In 2018, two London College of Fashion graduates, 7ince and Xue Shan, returned to China and launched CFIERCE. The name is a compound: “C” for cute, “Fierce” for intensity. Their ambition was simple: design clothes they actually wanted to wear. The label draws equally from Japanese anime and British punk, filtered through the visual grammar of early-2000s internet culture. Within a few years, CFIERCE had built a large community following and caught the attention of K-pop stylists dressing acts like NewJeans and Blackpink’s Lisa.

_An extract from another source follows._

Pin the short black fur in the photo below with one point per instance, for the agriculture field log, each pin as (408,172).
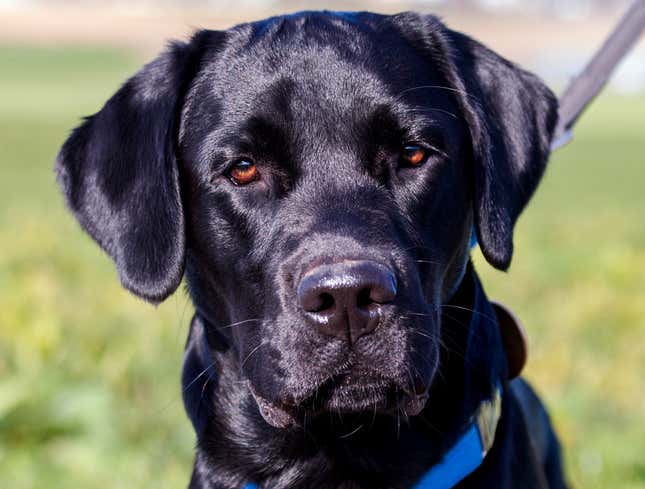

CFIERCE Leopard Destroyed Hoodie CFIERCE Music Lover Zip-Up Hoodie
The Aesthetic

CFIERCE lives between Harajuku layering and Y2K nostalgia. The graphics are dense: angels, rabbits, cats, butterflies, rendered in a style somewhere between sticker-book illustration and punk-zine collage. Rhinestones, distressed fabrics, and layered construction recur across seasons. Every piece is loud, but there’s a consistent visual language running through it all. And there’s a recognizable CFIERCE silhouette (oversized hoodies, cropped vests, pleated skirts with unexpected structural details) that holds the collections together even as individual prints shift from season to season.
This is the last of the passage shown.